Michelle’s Spare Ribs

But we’ll also look at practical applications: how AI can help you create simple applications to solve everyday problems, process and analyse your emails to spot phishing attempts and scams, understand complex documents, automate routine tasks, tackle technical challenges that would previously have required expensive consultants or specialised knowledge, even giving tips on recipes or ideas for dinner when you’re staring at a fridge wondering what to cook.

The goal isn’t to provide definitive answers, it’s to show you how to investigate the questions that have been bothering you and solve the problems you face. That late-night thought sparked by something on the news? That suspicion that something doesn’t add up in your community? That pattern you’ve noticed but couldn’t quite articulate? That technical challenge at work that seems insurmountable? That repetitive task eating up your time?

You now have the tools to explore and address these properly.

A Warning and an Invitation

This approach comes with risks. When people gain access to powerful analytical tools, they don’t always use them wisely. The same techniques that can reveal corporate corruption can also fuel dangerous conspiracy theories. The same pattern recognition that exposes systemic injustice can also feed prejudice and hatred.

The difference lies in the questions you choose to ask and the standards of evidence you maintain. Good analysis is humble, acknowledges uncertainty, and seeks to understand rather than confirm existing beliefs.
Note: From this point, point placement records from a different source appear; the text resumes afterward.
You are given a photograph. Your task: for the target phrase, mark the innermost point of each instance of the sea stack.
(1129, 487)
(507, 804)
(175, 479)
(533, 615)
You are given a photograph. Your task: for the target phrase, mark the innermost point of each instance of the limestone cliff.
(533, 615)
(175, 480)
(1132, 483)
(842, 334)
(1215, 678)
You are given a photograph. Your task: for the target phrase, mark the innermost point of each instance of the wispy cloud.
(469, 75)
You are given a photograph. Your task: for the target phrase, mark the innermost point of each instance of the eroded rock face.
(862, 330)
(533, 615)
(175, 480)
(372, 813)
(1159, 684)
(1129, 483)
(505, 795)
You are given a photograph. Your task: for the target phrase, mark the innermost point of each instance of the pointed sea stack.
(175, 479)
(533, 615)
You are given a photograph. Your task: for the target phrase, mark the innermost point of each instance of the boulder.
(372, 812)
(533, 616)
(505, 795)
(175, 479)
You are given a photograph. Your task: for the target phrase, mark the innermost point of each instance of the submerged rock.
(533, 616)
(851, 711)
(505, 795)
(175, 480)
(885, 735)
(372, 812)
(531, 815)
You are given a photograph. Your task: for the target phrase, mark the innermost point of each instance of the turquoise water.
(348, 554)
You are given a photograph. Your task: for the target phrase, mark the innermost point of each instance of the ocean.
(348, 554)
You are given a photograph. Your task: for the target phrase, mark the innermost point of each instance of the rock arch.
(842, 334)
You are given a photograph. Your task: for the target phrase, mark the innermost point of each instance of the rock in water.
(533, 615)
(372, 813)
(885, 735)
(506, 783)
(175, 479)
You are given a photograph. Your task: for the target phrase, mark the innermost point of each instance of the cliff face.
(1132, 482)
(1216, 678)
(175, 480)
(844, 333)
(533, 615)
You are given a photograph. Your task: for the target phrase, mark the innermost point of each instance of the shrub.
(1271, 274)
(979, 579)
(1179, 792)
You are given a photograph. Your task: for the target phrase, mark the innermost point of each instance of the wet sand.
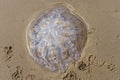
(99, 59)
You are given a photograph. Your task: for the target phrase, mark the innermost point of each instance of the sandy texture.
(100, 57)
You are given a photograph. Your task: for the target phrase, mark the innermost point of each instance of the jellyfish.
(56, 38)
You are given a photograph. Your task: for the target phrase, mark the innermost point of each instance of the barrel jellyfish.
(56, 38)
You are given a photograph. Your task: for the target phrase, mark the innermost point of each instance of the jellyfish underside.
(57, 38)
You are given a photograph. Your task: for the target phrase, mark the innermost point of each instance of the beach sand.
(99, 59)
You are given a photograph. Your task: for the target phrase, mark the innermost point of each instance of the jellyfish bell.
(56, 37)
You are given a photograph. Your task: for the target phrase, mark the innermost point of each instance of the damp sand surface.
(99, 59)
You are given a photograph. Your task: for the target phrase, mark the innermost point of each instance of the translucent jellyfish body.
(56, 38)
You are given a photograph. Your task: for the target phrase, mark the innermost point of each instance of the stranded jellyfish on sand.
(56, 38)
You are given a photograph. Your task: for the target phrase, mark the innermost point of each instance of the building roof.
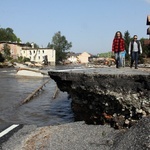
(148, 20)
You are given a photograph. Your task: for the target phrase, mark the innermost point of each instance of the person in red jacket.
(118, 46)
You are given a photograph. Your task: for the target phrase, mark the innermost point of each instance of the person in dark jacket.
(118, 46)
(135, 49)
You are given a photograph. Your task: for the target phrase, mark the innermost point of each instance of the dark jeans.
(118, 59)
(134, 57)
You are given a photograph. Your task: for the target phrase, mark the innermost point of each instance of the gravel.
(80, 136)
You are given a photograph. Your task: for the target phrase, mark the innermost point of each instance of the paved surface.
(108, 70)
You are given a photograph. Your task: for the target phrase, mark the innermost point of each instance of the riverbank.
(80, 136)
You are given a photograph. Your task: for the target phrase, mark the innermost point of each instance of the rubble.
(119, 97)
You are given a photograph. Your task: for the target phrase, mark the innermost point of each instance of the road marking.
(8, 130)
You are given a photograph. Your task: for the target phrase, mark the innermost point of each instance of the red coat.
(118, 45)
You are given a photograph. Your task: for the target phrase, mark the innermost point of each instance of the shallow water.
(42, 110)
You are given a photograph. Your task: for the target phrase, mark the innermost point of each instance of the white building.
(39, 55)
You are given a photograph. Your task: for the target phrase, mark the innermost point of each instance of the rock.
(95, 92)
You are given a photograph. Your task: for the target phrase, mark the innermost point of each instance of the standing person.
(118, 46)
(135, 49)
(123, 54)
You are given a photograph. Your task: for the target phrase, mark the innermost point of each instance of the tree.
(2, 59)
(6, 51)
(8, 35)
(61, 45)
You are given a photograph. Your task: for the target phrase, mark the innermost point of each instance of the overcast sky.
(89, 24)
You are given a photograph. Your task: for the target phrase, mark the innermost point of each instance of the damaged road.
(119, 97)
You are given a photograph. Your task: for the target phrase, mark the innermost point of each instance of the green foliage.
(61, 45)
(8, 35)
(6, 51)
(22, 59)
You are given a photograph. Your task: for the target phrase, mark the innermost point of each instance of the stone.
(120, 93)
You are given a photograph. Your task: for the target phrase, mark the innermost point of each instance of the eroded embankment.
(119, 98)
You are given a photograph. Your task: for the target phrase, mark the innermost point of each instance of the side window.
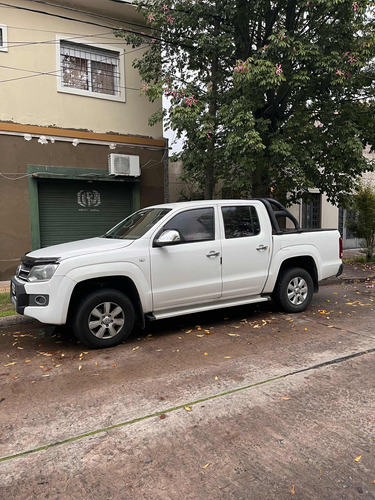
(240, 222)
(194, 225)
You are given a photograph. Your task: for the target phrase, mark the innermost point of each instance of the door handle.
(212, 254)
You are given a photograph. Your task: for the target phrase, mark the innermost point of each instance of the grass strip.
(180, 407)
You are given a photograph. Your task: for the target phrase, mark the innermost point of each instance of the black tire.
(103, 318)
(294, 290)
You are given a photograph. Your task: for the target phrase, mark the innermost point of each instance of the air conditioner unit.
(124, 165)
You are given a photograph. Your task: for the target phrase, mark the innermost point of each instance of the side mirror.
(168, 237)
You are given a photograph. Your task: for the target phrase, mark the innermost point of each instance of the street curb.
(340, 280)
(15, 319)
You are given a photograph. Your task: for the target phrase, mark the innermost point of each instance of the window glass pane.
(311, 212)
(90, 68)
(136, 225)
(103, 78)
(74, 72)
(194, 225)
(240, 222)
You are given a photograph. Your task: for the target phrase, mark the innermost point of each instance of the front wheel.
(294, 290)
(104, 319)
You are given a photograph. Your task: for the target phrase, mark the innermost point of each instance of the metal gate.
(72, 210)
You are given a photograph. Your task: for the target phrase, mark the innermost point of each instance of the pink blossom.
(351, 59)
(278, 69)
(189, 101)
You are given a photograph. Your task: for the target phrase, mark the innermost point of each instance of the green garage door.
(73, 210)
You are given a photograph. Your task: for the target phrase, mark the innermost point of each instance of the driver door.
(188, 272)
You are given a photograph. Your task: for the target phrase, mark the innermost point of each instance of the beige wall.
(36, 101)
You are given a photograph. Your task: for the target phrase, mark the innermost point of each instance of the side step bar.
(209, 306)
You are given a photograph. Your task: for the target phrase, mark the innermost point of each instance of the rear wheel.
(104, 318)
(294, 290)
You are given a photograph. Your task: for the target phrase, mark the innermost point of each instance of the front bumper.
(21, 299)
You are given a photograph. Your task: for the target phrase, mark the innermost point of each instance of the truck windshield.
(137, 224)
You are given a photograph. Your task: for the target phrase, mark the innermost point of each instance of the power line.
(92, 14)
(137, 33)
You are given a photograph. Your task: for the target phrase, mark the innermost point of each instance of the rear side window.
(240, 222)
(194, 225)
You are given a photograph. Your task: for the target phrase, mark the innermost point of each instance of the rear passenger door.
(246, 251)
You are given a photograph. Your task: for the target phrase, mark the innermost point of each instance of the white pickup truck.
(174, 259)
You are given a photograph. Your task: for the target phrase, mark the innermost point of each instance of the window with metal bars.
(3, 38)
(311, 212)
(91, 69)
But despite the risks, this opportunity is too important to waste. For too long, ordinary people have been locked out of the analytical tools needed to understand the forces shaping their lives. That’s changing, and it’s changing fast.

The question is: what will you do with this new capability?

Your curiosity, combined with the right tools and the right questions, might just help more people see what’s really happening in our world. And when enough people see clearly, things start to change.